不老の温泉 壱
私達はそのまま一度自分達が宛がわれた部屋へと戻った。部屋に用意された浴衣に着替え、手拭を持ち温泉に向かうのだ。
「いや、でも楽しみですね、不老の効能があると云われる温泉。凄く肌が綺麗になりそう。私の肌はどのくらい綺麗になるのかな~」
宿の部分から離れ別棟にあるという温泉に歩きつつ私は声を上げる。
「いやいや、飽くまでも確証がある話じゃないぞ、それに君は大して変わらないと思うぞ、若返りの効果が期待できるのは僕の方だろう」
「ど、どうしてですか、私だって若返って肌がすべすべになって美しくなりますよ」
私はちょっと向きになる。
「君はまだ若いからそんなに効果はないだろう。

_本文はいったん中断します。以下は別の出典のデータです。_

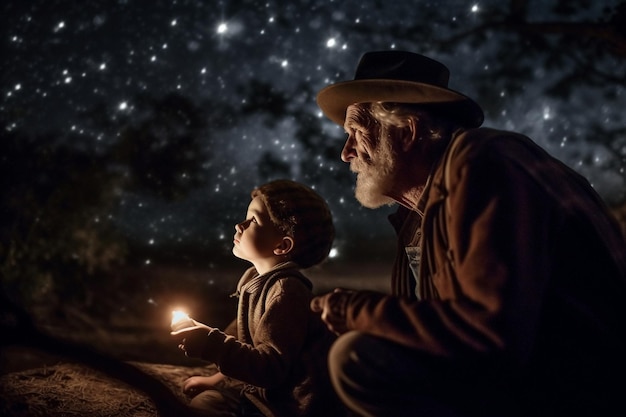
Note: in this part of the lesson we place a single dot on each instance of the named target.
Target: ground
(119, 366)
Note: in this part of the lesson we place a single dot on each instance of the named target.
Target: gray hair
(430, 125)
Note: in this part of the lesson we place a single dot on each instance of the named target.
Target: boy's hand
(333, 308)
(194, 341)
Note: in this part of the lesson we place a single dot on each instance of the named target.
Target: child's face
(256, 237)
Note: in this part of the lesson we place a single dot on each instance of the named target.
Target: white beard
(375, 179)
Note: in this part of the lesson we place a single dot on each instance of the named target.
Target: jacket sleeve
(279, 339)
(488, 259)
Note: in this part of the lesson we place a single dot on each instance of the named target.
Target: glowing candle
(180, 320)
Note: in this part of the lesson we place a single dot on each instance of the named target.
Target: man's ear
(410, 135)
(285, 246)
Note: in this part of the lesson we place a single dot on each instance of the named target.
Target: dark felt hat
(400, 77)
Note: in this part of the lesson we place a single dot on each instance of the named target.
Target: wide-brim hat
(400, 77)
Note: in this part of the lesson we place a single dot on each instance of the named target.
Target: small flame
(179, 316)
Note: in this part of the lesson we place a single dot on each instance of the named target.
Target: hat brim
(335, 99)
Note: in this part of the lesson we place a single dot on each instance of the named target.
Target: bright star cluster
(68, 59)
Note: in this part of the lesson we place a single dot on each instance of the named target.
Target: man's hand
(194, 341)
(333, 308)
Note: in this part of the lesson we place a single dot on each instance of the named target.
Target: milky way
(66, 59)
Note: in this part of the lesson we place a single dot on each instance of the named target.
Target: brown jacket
(519, 260)
(281, 346)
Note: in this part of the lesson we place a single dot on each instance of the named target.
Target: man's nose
(348, 152)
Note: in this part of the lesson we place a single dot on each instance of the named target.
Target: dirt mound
(70, 389)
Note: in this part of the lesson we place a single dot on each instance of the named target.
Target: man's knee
(343, 356)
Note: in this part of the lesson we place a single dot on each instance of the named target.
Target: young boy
(275, 360)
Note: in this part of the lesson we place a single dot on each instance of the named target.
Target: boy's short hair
(301, 213)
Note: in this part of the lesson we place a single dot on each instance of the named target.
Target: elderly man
(509, 284)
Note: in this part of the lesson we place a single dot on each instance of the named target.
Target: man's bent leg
(375, 377)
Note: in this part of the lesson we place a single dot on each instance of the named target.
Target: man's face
(370, 154)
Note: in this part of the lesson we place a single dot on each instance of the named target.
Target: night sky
(85, 72)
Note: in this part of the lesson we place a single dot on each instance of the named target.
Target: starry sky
(83, 72)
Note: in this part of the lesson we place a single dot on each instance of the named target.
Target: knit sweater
(281, 346)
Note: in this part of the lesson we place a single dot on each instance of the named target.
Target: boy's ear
(285, 246)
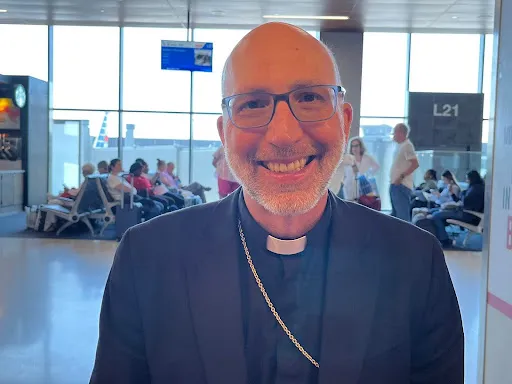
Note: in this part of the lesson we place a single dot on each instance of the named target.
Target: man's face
(286, 165)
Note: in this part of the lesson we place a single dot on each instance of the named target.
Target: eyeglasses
(307, 104)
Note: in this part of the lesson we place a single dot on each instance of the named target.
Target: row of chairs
(93, 202)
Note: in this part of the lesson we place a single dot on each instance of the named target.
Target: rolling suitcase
(127, 217)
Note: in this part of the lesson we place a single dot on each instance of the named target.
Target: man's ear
(347, 119)
(220, 128)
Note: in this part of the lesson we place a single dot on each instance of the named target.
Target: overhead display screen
(186, 56)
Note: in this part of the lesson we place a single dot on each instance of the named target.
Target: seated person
(429, 183)
(71, 193)
(117, 185)
(145, 189)
(174, 184)
(145, 171)
(472, 200)
(195, 188)
(450, 192)
(103, 167)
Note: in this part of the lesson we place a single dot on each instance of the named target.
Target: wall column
(348, 51)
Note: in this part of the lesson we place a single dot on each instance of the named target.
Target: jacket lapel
(214, 290)
(350, 295)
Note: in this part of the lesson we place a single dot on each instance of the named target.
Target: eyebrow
(294, 86)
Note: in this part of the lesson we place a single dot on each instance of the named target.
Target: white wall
(498, 325)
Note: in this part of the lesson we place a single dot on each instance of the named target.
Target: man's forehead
(278, 58)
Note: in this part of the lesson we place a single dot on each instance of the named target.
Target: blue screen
(186, 56)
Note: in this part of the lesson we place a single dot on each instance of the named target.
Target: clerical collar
(262, 239)
(286, 247)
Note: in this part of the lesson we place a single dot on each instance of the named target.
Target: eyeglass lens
(307, 105)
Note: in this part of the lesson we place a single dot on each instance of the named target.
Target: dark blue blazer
(171, 312)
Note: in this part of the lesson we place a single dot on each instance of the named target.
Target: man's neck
(286, 227)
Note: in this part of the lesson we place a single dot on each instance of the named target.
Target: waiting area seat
(86, 204)
(472, 229)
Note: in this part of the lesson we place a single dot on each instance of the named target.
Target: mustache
(287, 152)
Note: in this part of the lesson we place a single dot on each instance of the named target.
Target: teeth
(294, 166)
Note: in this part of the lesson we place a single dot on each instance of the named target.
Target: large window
(384, 78)
(207, 86)
(24, 50)
(444, 63)
(146, 87)
(86, 67)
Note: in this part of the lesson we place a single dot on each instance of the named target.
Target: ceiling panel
(385, 15)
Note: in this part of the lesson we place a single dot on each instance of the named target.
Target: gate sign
(450, 121)
(186, 56)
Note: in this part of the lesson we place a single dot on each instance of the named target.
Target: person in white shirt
(343, 180)
(118, 185)
(404, 165)
(365, 163)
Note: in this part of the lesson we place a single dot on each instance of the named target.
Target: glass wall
(444, 63)
(396, 63)
(107, 84)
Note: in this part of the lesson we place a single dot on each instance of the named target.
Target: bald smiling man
(281, 282)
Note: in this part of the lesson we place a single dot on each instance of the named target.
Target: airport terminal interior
(96, 90)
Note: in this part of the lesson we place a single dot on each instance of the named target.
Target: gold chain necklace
(269, 303)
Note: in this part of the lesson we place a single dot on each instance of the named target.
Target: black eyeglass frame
(277, 97)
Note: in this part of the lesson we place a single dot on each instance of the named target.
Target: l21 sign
(446, 121)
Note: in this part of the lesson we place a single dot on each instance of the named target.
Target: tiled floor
(50, 295)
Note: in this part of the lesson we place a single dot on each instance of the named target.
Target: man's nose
(284, 129)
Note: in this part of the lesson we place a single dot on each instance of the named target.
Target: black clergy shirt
(295, 285)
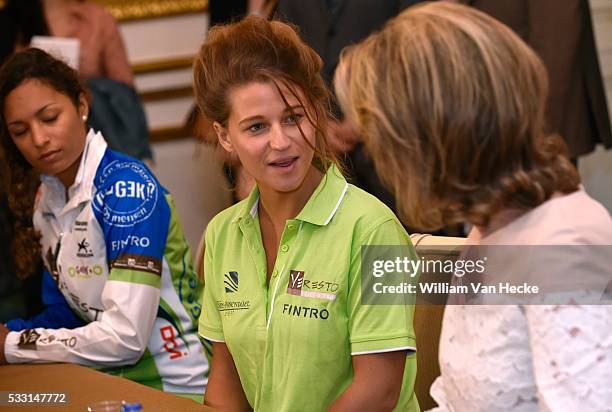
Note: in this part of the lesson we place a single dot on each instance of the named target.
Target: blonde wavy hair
(451, 106)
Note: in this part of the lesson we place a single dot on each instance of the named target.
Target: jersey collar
(81, 189)
(320, 208)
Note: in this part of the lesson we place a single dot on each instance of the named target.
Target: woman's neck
(282, 206)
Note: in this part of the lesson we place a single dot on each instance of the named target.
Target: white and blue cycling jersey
(119, 287)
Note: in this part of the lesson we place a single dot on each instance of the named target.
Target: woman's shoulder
(227, 217)
(568, 219)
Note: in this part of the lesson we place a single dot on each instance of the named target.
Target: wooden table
(85, 386)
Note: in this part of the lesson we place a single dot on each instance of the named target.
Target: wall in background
(161, 50)
(596, 168)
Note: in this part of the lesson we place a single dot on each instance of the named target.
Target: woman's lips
(50, 156)
(284, 163)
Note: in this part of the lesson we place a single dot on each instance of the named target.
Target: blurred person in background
(102, 52)
(116, 109)
(118, 284)
(328, 26)
(451, 104)
(279, 343)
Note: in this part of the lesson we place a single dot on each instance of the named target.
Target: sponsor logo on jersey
(135, 241)
(129, 201)
(169, 337)
(84, 306)
(84, 271)
(28, 339)
(231, 282)
(305, 312)
(80, 226)
(138, 262)
(84, 250)
(320, 289)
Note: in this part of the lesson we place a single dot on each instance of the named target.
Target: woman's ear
(83, 108)
(223, 137)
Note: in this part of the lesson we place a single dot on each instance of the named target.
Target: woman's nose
(279, 140)
(39, 136)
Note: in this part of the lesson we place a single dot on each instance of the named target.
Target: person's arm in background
(57, 313)
(115, 62)
(571, 348)
(130, 298)
(554, 31)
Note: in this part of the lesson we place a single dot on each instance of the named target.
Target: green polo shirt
(292, 339)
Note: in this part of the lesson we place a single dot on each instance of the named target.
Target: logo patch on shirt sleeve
(138, 262)
(231, 282)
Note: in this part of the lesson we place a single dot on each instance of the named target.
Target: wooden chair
(428, 317)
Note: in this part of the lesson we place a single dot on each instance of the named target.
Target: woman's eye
(294, 118)
(256, 127)
(50, 119)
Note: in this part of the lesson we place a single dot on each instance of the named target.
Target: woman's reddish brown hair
(256, 49)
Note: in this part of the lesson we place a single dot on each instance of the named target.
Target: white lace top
(532, 358)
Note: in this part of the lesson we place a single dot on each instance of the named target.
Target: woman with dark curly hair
(451, 104)
(119, 287)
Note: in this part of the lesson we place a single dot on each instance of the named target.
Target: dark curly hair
(21, 181)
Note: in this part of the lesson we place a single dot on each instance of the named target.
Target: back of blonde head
(451, 104)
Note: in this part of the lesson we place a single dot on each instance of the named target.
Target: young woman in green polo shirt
(283, 285)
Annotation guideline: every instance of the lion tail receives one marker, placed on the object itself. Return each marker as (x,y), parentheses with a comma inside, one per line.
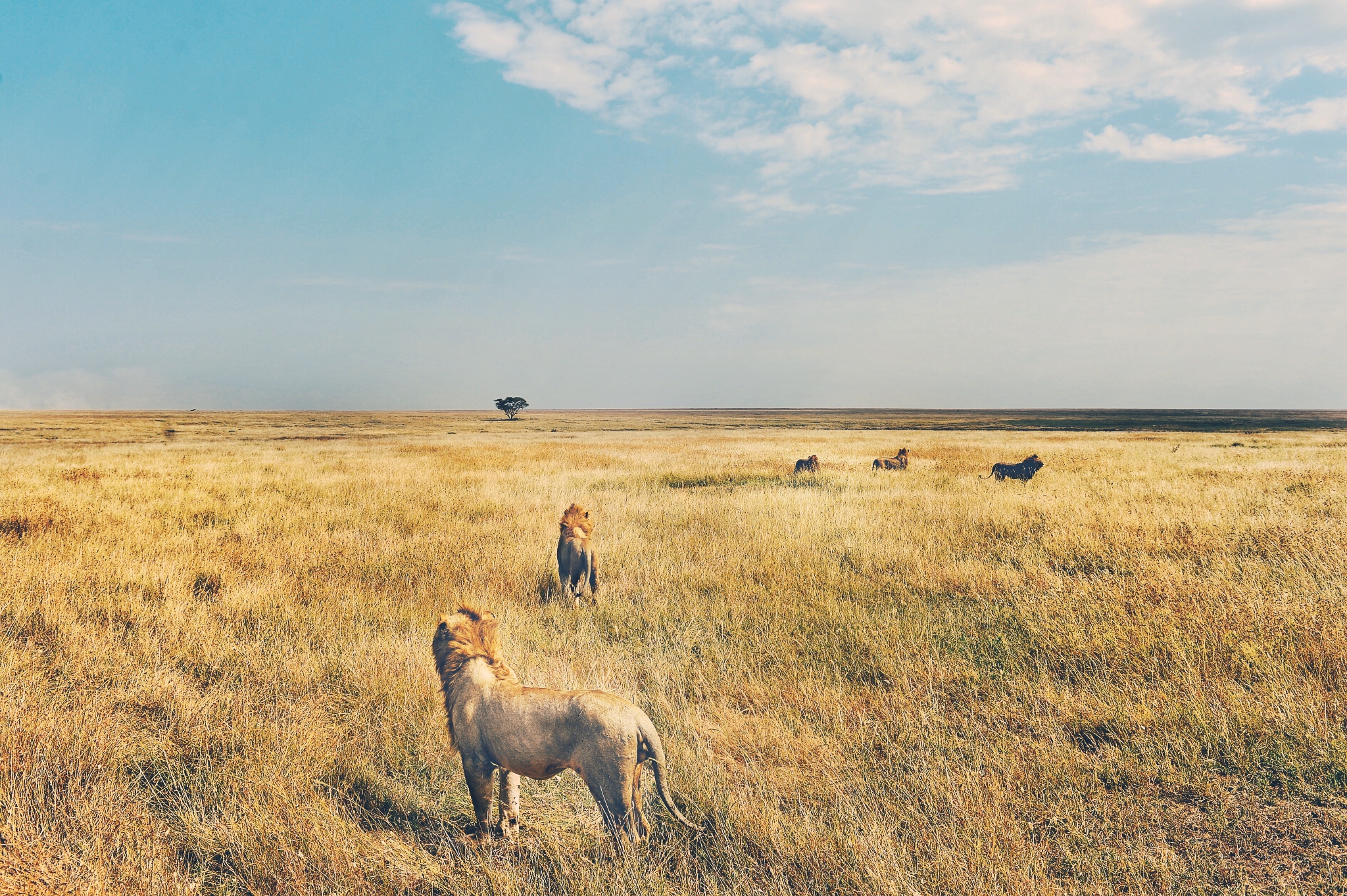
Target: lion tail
(656,748)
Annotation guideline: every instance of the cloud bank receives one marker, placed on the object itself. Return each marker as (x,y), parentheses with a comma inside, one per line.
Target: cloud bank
(946,96)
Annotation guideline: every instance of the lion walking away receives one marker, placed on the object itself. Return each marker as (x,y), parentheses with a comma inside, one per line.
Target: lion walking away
(576,557)
(1024,470)
(496,724)
(896,461)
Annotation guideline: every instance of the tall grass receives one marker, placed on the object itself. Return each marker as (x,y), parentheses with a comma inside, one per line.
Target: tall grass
(1124,676)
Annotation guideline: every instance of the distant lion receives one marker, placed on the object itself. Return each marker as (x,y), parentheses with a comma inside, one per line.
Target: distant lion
(1024,470)
(576,557)
(808,465)
(896,461)
(538,732)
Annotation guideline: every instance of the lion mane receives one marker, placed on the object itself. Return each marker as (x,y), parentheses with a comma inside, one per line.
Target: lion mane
(577,517)
(807,465)
(469,634)
(495,723)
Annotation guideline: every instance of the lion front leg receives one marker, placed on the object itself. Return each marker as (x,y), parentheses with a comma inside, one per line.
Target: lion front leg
(508,805)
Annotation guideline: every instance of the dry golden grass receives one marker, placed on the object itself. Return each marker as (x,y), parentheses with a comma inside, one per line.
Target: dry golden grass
(1125,676)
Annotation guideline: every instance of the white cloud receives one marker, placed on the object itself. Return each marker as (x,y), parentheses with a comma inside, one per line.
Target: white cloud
(1155,147)
(947,96)
(1326,113)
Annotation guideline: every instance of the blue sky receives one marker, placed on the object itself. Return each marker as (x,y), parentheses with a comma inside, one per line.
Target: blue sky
(654,204)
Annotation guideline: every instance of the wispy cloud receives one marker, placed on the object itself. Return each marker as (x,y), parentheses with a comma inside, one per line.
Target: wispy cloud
(153,237)
(768,205)
(1155,147)
(1326,113)
(60,226)
(523,257)
(74,388)
(371,284)
(947,96)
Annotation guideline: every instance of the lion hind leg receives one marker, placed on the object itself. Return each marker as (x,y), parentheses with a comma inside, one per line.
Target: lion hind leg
(643,826)
(508,803)
(480,789)
(612,790)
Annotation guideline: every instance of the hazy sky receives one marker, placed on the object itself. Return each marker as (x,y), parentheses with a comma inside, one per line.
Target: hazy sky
(651,204)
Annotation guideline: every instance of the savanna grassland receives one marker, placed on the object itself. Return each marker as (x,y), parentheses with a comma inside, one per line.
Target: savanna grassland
(1124,676)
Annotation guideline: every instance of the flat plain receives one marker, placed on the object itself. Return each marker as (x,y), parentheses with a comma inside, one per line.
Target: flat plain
(1124,676)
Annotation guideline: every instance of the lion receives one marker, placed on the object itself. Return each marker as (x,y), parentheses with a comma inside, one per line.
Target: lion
(1024,470)
(538,732)
(896,461)
(808,465)
(576,556)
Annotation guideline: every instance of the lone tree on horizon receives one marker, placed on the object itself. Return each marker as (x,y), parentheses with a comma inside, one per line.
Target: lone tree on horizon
(511,406)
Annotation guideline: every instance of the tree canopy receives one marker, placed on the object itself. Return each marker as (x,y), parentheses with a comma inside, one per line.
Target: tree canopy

それに若返る効果が仮にあっても美しくなる効能は謳われていないぞ、元が龍馬なんだから、ややすべすべ肌の龍馬になるだけだ。全然美しくはならない」
「も、も、元が龍馬って何ですか! 何度も龍馬じゃないって云ってるでしょう! それに肌がすべすべになれば多少なりとも美しくなりますよ、美しいっていうのは顔ばっかりじゃなくて全身でしょ、肌が綺麗だから惚れたみたいな話だってある位ですから」
「ふーん、肌が綺麗で惚れるねえ~」
中岡編集が見下したような云い方で呟く。
「ええ惚れますよ」
私は強く云った。
「まあ、いずれにしても君はそんなに変化は無いだろうね」
「ど、どうしてですか?」
「なら君の十八歳頃は今より綺麗だったかね? そして、男性から惚れられる事は多かったかね?」
「えっ、いや……」
嫌な事聞きやがる。
「……特にそんなに変わっていなかったと思います。惚れられる事もそんなには……」
私は躊躇いつつ正直に答えた。中岡編集が鼻で笑った。
「なら、そういう事だよ」
くうっ! ムカつくな! 何だよ、鼻で笑いやがって、そういう事だと!
私は憤る。
「まあ、一応だが、参考までに若返りの効果のあるという泉の話を伝えておこうじゃないか」
「えっ、若返りの泉ですか?」
苛立ちは収まらないものの、興味深い話に惹かれ耳を傾ける。
「まあ、こういった話は昔から数多くあったようだがね。アレキサンドロス大王の生涯を伝説的に彩った伝記の中にも若返りの泉みたいな話が出てきたりもするし、キリスト教の福音書の中にイエスが病気で苦しむ者をベテスダの池という所へ連れて行き癒したといった話もある。一応、そんな中で一番新しい逸話はアメリカ大陸のフロリダになるのだ。その話と云うのが、とあるスペインの冒険家がフロリダを旅行し、若返りの泉を探し求めたというものなのだ……」
「新大陸ですか、なんだか新しそうな話ですね」
「その探検家は先住民から泉の存在を聞き捜し求めたが、結局見付ける事は出来なかったとされている……」
「見付からなかったんですか」
「まあ、見付からないだろうな、ただ伝説ではその泉の水を飲むと三十歳のままでずっといられるとか……」
「えっ、三十歳なんですか?」
それじゃあ年上だぞ。
「ああ、三十歳だ。多分肉体の成熟と知恵の成熟がその頃がピークだという事なのだろう。若返るといっても子供にまで戻ってしまったら、肉体は未熟になりすぎてしまうし、知能も心許ない。だから三十歳辺りなのだと。ヴァンパイアだって血を吸って若返っても子供にはならないだろ? つまり三十歳以下の人間には若返りの泉の効果は無い可能性があるという訳だ。なので君には効果が薄いと云ったんだよ」
「なるほどです。一応理解しましたよ」
私は少し憮然としながらも頷いた。